Maria W. Horn + Sara Parkman - Funeral Folk

Chronique CD album (42:02)

chronique Maria W. Horn + Sara Parkman - Funeral Folk

Si comme moi, vous placez le live d’Anna Von Hausswolff au Montreux Jazz Festival parmi les meilleurs albums de 2022 (il s’agit de mon AOTY), arrivez par-là. On ne va pas vous servir du lancinant, du rampant, voire du péremptoire, en vrac et au pif, ni une contrefaçon de la grande Circé susmentionnée mais vous en aurez pour votre pesant de mélancolie et d’onirisme avec force superlatifs. A l’instar des cousins irlandais de Lankum qui insufflent une géniale dose de modernité à la musique traditionnelle, Maria W. Horn et Sara Parkman s’associent pour une œuvre qui visite la folk, enrichie d’expérimentations puisant de manière subtile et à peine perceptible leur substrat dans les univers sombres du metal, du drone, du sacré et du profane.

 

Les 2 Suédoises se connaissent depuis l’adolescence et avaient déjà appartenu à une formation rock. La 1e navigue dans une musique électronique expérimentale et avant-gardiste, minimaliste mais viscérale, qui lorgne du côté du metal dans son esprit et de l’univers d’Arvo Pärt (nous vous recommandons chaudement l’album “Epistasis”), tandis que la seconde, violoniste et chanteuse, avance sous l’étendard de la musique folklorique en plongeant dans son héritage chrétien. Elles se retrouvent ici pour une collaboration initialement conçue pour un spectacle de danse créé par Mattias Lech et Lisen Ellard. Résultat : un album qui s’inspire des rites funéraires de leur culture et des chants élégiaques de la Carélie finlandaise et qui propose un voyage pendant lequel le recueillement rencontre la rédemption dans une dynamique hautement cathartique.

 

Si “Funeral folk” s’ouvre sur les lamentations de violons contemplatifs, l’album ne se borne pas à une approche sépulcrale du deuil. Les parties vocales se veulent feutrées, dignes, presque intimistes. Pour mieux caresser l’universel. En 7 minutes, “Evighetens sommar” se déploie comme un silencieux lever de soleil chassant progressivement les brumes et les frimas de la déréliction. Pour mieux glisser vers un début de “Till Margareta” cristallin comme la rosée du matin. C’est là que l’on commence à saisir la magie de “Funeral folk”. L’orchestration se complexifie insidieusement, tandis que de lourds accords distordus viennent marteler les mélopées des violons avant de laisser entrer dans la partition des vocalises à vous en foutre la chiale que ne renierait pas la grande prêtresse Lisa Gerrad de Dead Can Dance.

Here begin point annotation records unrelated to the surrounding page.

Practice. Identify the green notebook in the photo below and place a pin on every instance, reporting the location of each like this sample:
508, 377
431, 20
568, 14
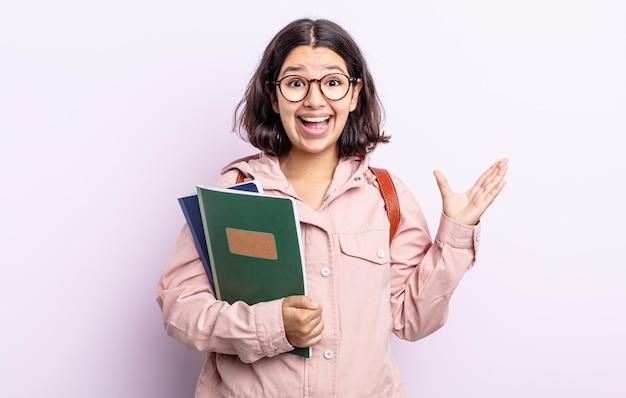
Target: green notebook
254, 246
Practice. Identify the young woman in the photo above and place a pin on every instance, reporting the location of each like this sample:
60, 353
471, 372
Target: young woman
312, 110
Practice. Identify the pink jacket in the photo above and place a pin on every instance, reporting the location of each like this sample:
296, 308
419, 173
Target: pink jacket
367, 289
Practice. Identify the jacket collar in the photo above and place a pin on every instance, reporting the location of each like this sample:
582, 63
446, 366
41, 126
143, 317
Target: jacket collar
350, 172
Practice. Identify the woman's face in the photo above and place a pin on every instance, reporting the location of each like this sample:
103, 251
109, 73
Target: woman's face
314, 124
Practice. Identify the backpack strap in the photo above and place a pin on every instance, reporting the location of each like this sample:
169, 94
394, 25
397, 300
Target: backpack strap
390, 197
240, 177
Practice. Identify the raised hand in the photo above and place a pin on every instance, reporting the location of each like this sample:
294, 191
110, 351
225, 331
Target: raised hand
467, 207
302, 318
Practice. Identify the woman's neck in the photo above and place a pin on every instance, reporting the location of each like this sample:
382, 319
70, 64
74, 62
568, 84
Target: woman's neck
296, 164
309, 175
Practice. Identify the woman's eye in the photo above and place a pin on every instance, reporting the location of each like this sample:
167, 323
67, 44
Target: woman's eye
296, 83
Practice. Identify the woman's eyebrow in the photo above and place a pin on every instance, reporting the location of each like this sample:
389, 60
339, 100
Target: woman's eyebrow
330, 68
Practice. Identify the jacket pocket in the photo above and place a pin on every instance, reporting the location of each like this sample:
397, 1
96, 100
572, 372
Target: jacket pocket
371, 245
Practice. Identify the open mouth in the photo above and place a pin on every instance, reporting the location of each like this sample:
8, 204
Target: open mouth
315, 122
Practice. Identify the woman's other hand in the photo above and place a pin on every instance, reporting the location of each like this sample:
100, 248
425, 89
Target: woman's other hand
467, 207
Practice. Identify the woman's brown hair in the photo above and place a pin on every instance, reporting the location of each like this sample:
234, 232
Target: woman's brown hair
255, 119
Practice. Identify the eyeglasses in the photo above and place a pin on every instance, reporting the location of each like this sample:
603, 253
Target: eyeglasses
333, 86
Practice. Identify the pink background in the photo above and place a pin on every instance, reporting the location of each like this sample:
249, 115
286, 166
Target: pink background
109, 111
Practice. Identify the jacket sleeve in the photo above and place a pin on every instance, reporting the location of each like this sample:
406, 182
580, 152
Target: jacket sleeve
425, 273
194, 317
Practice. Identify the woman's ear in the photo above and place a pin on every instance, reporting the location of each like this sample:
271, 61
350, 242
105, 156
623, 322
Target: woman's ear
354, 101
272, 96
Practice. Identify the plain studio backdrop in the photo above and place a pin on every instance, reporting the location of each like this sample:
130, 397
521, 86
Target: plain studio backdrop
109, 111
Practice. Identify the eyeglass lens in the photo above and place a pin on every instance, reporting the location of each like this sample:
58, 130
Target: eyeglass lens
334, 86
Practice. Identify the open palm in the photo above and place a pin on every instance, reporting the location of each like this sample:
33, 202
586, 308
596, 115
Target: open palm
467, 207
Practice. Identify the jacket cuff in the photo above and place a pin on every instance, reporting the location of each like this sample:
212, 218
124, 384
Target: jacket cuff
270, 328
455, 234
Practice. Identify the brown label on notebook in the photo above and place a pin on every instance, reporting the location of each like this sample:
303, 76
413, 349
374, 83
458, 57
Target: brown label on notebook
251, 243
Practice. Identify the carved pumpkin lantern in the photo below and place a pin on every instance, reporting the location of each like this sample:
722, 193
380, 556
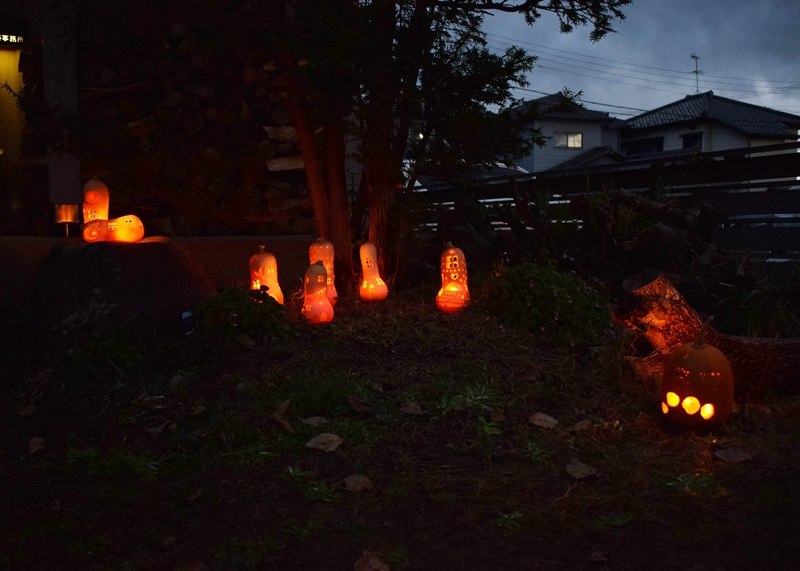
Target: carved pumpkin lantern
123, 229
697, 385
264, 272
323, 250
316, 306
454, 295
373, 288
95, 201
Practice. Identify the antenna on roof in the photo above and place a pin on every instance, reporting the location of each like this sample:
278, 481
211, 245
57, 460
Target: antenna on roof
696, 73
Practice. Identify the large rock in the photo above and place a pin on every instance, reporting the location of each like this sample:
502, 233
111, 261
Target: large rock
142, 288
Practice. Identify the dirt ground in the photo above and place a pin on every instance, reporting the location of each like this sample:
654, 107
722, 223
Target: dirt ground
181, 456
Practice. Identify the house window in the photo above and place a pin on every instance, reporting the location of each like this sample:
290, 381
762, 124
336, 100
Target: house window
568, 140
693, 140
643, 146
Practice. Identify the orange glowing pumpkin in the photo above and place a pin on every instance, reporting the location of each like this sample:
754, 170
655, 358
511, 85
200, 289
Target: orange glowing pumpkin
95, 201
373, 288
124, 229
454, 295
697, 385
323, 250
316, 306
264, 273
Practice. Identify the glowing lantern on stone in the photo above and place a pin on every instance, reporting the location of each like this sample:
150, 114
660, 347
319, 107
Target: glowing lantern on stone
95, 201
454, 295
123, 229
264, 272
697, 386
323, 250
373, 288
316, 306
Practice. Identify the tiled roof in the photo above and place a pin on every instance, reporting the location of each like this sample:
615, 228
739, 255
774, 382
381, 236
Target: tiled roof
744, 117
557, 107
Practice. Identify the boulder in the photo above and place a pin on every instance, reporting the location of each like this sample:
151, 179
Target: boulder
141, 288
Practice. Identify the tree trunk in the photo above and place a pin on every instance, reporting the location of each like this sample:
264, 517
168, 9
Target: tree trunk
339, 210
655, 307
308, 149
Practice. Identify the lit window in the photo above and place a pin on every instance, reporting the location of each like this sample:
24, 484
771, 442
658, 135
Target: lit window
568, 140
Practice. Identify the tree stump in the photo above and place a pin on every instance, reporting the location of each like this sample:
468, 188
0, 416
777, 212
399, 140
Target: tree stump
654, 307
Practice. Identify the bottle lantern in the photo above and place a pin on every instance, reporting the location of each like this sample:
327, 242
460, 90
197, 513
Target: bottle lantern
95, 200
697, 385
316, 306
323, 250
124, 229
373, 288
454, 295
264, 272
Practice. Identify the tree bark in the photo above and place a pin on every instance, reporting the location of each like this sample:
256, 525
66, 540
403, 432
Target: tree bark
654, 307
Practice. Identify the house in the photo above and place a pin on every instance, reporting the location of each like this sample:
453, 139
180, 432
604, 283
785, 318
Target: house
706, 122
575, 135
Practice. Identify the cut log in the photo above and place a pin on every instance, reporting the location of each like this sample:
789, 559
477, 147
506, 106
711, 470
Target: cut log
654, 307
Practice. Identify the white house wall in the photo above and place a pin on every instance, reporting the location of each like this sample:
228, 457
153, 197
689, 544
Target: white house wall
548, 156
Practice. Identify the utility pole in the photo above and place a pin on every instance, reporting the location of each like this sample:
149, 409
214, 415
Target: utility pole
696, 73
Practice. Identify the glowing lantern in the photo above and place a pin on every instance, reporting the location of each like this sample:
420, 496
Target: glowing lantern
95, 201
323, 250
454, 295
316, 306
264, 272
697, 386
124, 229
373, 287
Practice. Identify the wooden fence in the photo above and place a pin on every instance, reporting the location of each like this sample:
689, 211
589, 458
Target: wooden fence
755, 190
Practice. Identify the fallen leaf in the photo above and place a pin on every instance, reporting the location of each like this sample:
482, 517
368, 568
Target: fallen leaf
370, 562
579, 470
326, 442
733, 455
156, 430
359, 405
357, 483
245, 341
35, 445
543, 420
278, 416
410, 407
582, 425
597, 556
27, 410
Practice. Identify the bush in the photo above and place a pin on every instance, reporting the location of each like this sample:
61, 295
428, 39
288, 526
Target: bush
559, 306
236, 311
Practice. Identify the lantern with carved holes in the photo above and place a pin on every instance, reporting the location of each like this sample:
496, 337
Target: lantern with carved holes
454, 295
95, 201
123, 229
316, 306
697, 385
264, 273
323, 250
373, 288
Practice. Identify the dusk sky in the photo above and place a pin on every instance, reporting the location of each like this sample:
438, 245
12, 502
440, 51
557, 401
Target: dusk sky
749, 50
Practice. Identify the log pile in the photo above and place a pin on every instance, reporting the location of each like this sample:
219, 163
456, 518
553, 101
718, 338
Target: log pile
653, 307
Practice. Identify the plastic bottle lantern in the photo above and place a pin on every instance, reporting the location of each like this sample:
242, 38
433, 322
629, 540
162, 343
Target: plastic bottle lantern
323, 250
95, 201
697, 386
454, 295
316, 306
373, 287
124, 229
264, 272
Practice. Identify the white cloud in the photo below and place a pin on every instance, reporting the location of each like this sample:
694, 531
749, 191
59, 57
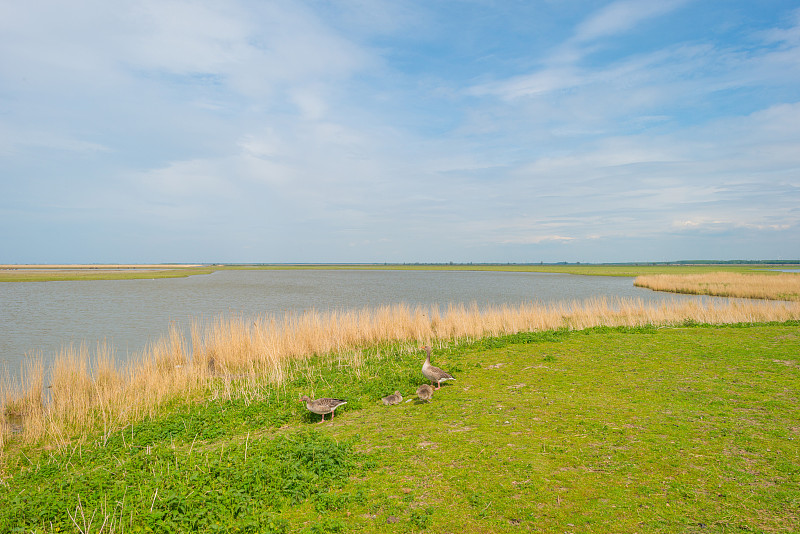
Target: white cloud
620, 16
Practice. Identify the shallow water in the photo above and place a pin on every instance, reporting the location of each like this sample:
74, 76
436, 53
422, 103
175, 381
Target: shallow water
42, 317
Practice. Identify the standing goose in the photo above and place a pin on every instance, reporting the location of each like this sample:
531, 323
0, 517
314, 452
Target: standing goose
424, 392
434, 374
395, 398
322, 406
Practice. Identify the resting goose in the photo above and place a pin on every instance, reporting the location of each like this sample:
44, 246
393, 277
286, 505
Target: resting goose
395, 398
434, 374
425, 392
322, 406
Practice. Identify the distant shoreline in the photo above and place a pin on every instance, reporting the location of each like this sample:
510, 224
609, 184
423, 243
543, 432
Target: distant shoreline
107, 271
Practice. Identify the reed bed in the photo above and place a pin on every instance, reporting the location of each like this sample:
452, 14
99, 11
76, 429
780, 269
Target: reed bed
777, 286
88, 393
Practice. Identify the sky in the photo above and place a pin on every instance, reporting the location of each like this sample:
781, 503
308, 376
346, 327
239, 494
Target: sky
237, 131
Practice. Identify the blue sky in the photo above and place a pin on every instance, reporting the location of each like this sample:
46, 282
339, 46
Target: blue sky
399, 131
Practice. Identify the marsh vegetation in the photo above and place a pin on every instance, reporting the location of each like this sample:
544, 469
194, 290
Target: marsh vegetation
628, 429
774, 286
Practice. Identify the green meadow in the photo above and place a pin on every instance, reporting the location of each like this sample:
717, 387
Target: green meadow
675, 429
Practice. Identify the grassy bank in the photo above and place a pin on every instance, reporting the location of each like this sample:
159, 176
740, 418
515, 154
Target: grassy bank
51, 273
775, 286
85, 392
629, 429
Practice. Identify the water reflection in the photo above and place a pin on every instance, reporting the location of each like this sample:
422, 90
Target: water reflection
45, 316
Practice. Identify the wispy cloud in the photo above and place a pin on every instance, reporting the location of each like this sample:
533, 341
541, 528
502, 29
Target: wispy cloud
401, 131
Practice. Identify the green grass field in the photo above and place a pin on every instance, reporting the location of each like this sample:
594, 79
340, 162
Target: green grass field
692, 429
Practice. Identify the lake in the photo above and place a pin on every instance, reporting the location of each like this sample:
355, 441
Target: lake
42, 317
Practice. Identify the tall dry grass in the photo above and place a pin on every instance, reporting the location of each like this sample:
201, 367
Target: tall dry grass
88, 393
778, 286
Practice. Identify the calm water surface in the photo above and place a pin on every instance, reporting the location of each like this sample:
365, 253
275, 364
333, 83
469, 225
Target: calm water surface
42, 317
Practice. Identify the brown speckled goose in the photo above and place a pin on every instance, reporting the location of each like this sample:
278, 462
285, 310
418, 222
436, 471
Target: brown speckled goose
322, 406
424, 392
395, 398
434, 374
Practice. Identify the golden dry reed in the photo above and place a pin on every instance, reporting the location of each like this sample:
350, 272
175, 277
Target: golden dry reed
86, 392
777, 286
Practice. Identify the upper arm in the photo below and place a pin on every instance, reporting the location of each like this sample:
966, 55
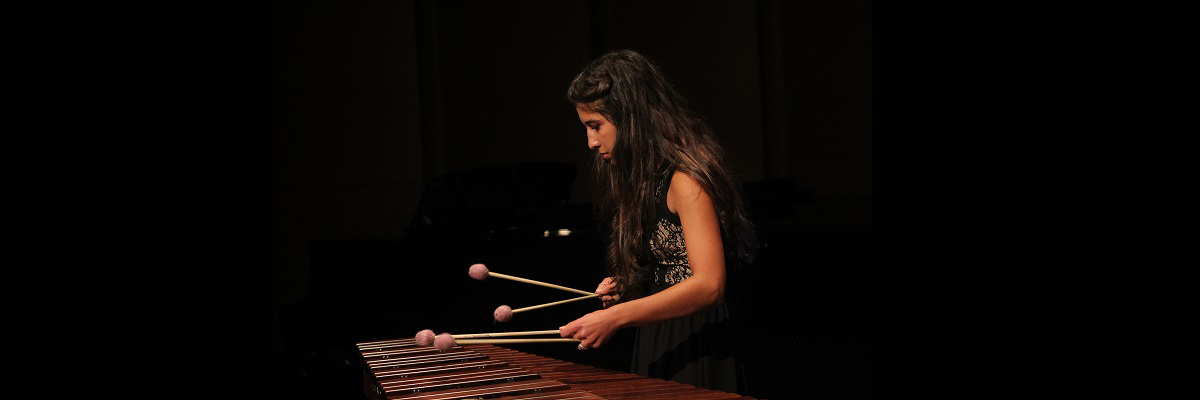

Dans la musique de Maria W. Horn et de Sara Parkman, les machines, aussi discrètes soient-elles, participent à une danse de sabbat avec les cithares, les vielles à roue, les guitares et autres violons. Le duo utilise ces instruments pour créer une ambiance ambivalente dans laquelle la souffrance engendrée par la perte s’extirpe de l’âme pour mieux se laisser prendre par la main d’une certaine forme de délivrance. Les polyphonies, déchirantes, augustes et saturniennes sur fond de drone abrasif de “Kyrie” qui se prolongent par leur rémanence a capella de “Memento mori” s’entendent comme les voix des vivants et des morts qui se superposent dans une ultime communion. Elles peuvent alors se perdre dans la récollection apaisée du titre de clôture. En nous invitant à expier, à respirer, à espérer.